Full Cursor review →

Amp

What works

  • Built on Sourcegraph's mature code-search and indexing infrastructure
  • Free tier with meaningful usage allowance
  • Strong codebase-context story without separate indexing setup
  • Native integration with Sourcegraph Code Search
  • Sourcegraph's enterprise compliance story (SOC 2, on-prem options) carries over

What doesn't

  • Standalone value less compelling than Claude Code or Augment for non-Sourcegraph teams
  • Newer to agentic coding than competitors with longer track records
  • Smaller community vs Cursor or Copilot
  • Locked into Sourcegraph as the indexing/context layer
  • Best fit narrows to teams already paying for Sourcegraph

Cursor

What works

  • Multi-model — switch between Claude, GPT, and Gemini in the same session
  • Familiar VS Code experience reduces onboarding friction
  • Largest paying customer base on this list (360k)
  • Best for rapid prototyping and exploration
  • Active product development — feature velocity is high

What doesn't

  • VS Code lock-in — no JetBrains, no Vim, no terminal-first workflows
  • June 2025 pricing pivot cut effective requests ~55% without warning
  • Agent mode can make large unreviewable multi-file edits
  • Performance lag on very large projects vs vanilla VS Code
  • Opaque usage meter — hard to track credit consumption in real time

Which to pick

These two are closely matched. Don't pick on overall rating — pick on use case. Amp for engineering teams already paying for sourcegraph code search who want to add an ai agent that reuses the existing codebase index. free tier is generous enough for individual evaluation. Cursor for builders who want an ide-first ai experience and the ability to switch between claude, gpt, and gemini mid-session. strong for rapid prototyping and exploration.

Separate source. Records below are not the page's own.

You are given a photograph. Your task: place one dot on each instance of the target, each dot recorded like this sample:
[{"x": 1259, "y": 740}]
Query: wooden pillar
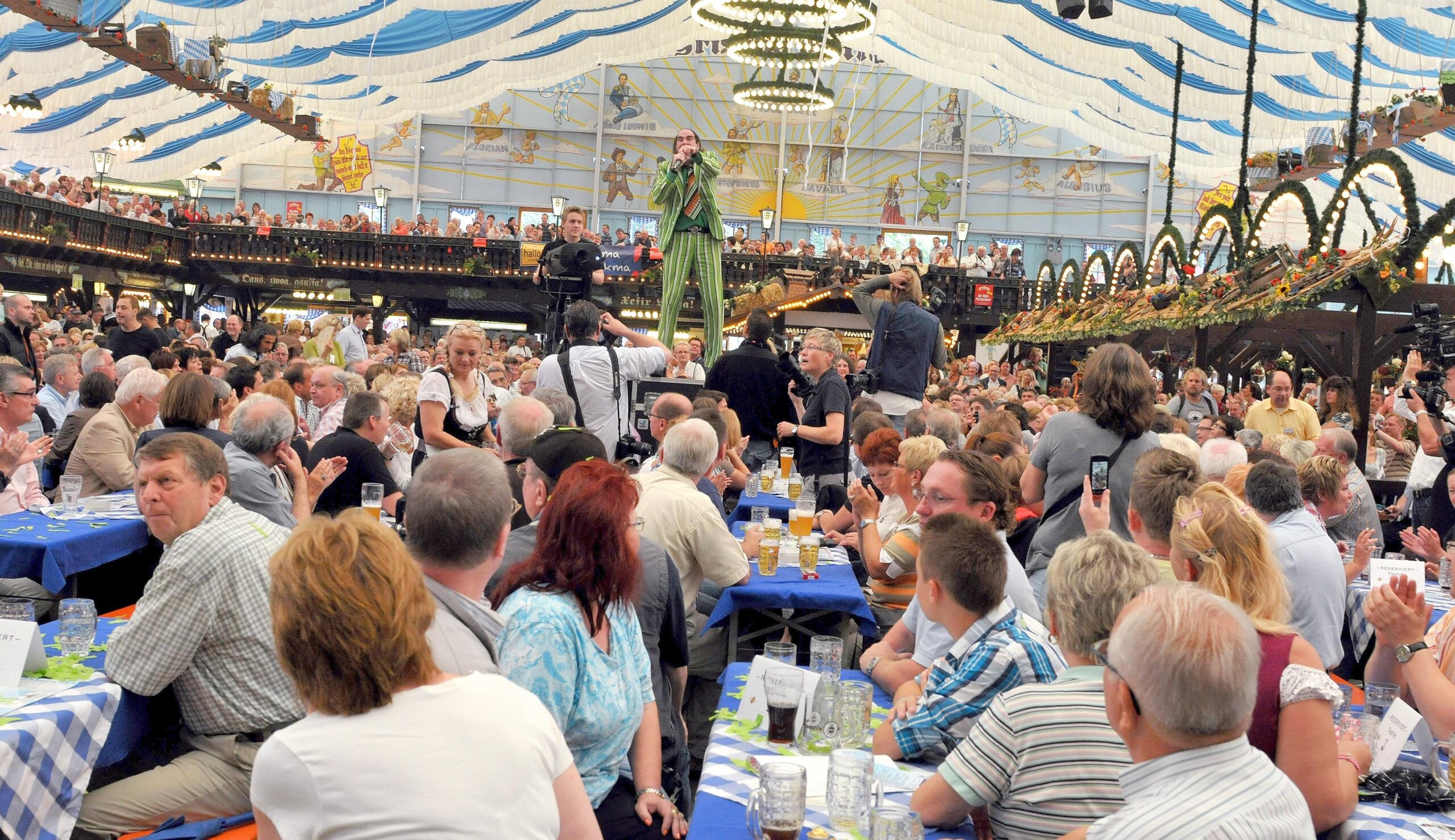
[
  {"x": 1199, "y": 347},
  {"x": 1365, "y": 361}
]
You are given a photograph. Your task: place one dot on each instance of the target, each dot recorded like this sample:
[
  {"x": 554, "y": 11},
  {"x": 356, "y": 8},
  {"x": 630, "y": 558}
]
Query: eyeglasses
[{"x": 1099, "y": 651}]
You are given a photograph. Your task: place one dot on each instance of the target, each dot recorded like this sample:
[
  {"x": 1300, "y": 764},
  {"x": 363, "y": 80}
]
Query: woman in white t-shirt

Honest middle: most serious operators end up using more than one tool. If you're early in your AI agent journey, our five-question picker recommends a starting platform from your specific situation.

Common questions

Amp vs Cursor — which should I pick?

Amp and Cursor are closely matched (we rate them 4.0/5 and 4.0/5). Pick by use case rather than overall score: Amp for engineering teams already paying for sourcegraph code search who want to add an ai agent that reuses the existing codebase index. free tier is generous enough for individual evaluation.; Cursor for builders who want an ide-first ai experience and the ability to switch between claude, gpt, and gemini mid-session. strong for rapid prototyping and exploration..

Is Amp or Cursor cheaper?

Amp's pricing: Free tier with usage limits. Paid tiers via Sourcegraph subscription. Bundled with Sourcegraph Code Search for teams already on the platform. Cursor's pricing: Hobby (free): 2k completions/month, 50 slow requests/month. Pro $20/month. Pro+ $60. Ultra $200. Teams $40/user/month. June 2025 pricing pivot reduced effective fast requests by ~55%. The right "cheaper" pick depends on usage volume and what's included — see the pricing row in the table above.

What's Amp best for?

Engineering teams already paying for Sourcegraph Code Search who want to add an AI agent that reuses the existing codebase index. Free tier is generous enough for individual evaluation.

What's Cursor best for?

Builders who want an IDE-first AI experience and the ability to switch between Claude, GPT, and Gemini mid-session. Strong for rapid prototyping and exploration.

Are Amp and Cursor direct competitors?

Yes — both are coding agent options. They target similar builders, which is why the head-to-head matters.